The operation conducted with the support of Indonesian Muslim groups at the height of the Cold War — and the backing of western governments seeking to stem communist expansion — saw the removal of president Sukarno and the rise of general Suharto who ruled Indonesia for 32 years.
While Washington remained largely silent over the massacre the 39 documents reveal the US embassy had a clear understanding of what was happening and who was responsible.
Cables sent from the embassy in late 1965 describe reports of “PKI being slaughtered”, of groups of prisoners being “delivered” nightly to civilian kill squads, of indiscriminate killings and Muslim youth groups targeting Chinese civilians.
One cites a “Reliable Australian journalist”, the first to reach central Java which was the scene of some of the worst massacres, saying PKI cadres he spoke to knew nothing of the September 30 coup — indicating US officials were aware communists arrested or killed were innocent.
A December report noted at least 100,000 people had been killed in the army-organised campaign. Another, dated December 17, 1965, from US first secretary Mary Vance Trent included a list of PKI leadership bodies as well as a “fragmentary compilation of the present whereabouts of PKI leaders” — adding weight to claims US officials provided the Indonesian military with target lists.

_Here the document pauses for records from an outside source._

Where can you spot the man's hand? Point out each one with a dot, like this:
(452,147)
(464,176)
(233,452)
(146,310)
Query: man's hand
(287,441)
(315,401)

Melbourne University Indonesian law professor Tim Lindsey said yesterday the release confirmed scholars’ belief the US embassy was aware of what was going on, and dealing closely with Indonesian government forces working against the left at the time.
“There is no doubt the embassy and US had been in contact with anti-Communist elements in government … and probably did supply intelligence,” he said.
One cable from the embassy’s then political affairs officer linked Suharto with the mass killings of PKI supporters by Indonesia’s biggest mainstream Muslim organisations, Nahdlatul Ulama, its youth wing Ansor, and Muhammadiyah. It also discussed how those groups were solving the “problem” of how to house and feed prisoners “by executing their PKI prisoners, or killing them before they are captured”.
The mass killings remain a taboo subject in Indonesia where the military has recently attempted to stoke baseless fears of a communist revival.
But Nadhlatul Ulama general secretary Yahya Staquf Cholil said yesterday he believed Indonesians were “ready to see the truth”.
“Whatever mistakes people made at the time, including those from NU and Ansor, we have to admit it, and then apologise properly,” he said.
Foreign ministry spokesman Arrmanatha Nasir said “every country has its own dark history, including Indonesia” but the country was forging ahead with national reconciliation efforts.
A symposium last year on 1965-66 sparked a backlash, and last month President Joko Widodo vowed to “crush” any attempt to revive communism.
Survivor Bejo Untung said the cables were “a good step in the right direction to uncover the truth about 1965”. “The question now is how committed is Jokowi’s government towards this cause?” Mr Bejo said. “Is Jokowi brave enough to disclose Indonesia’s own documents on 1965?”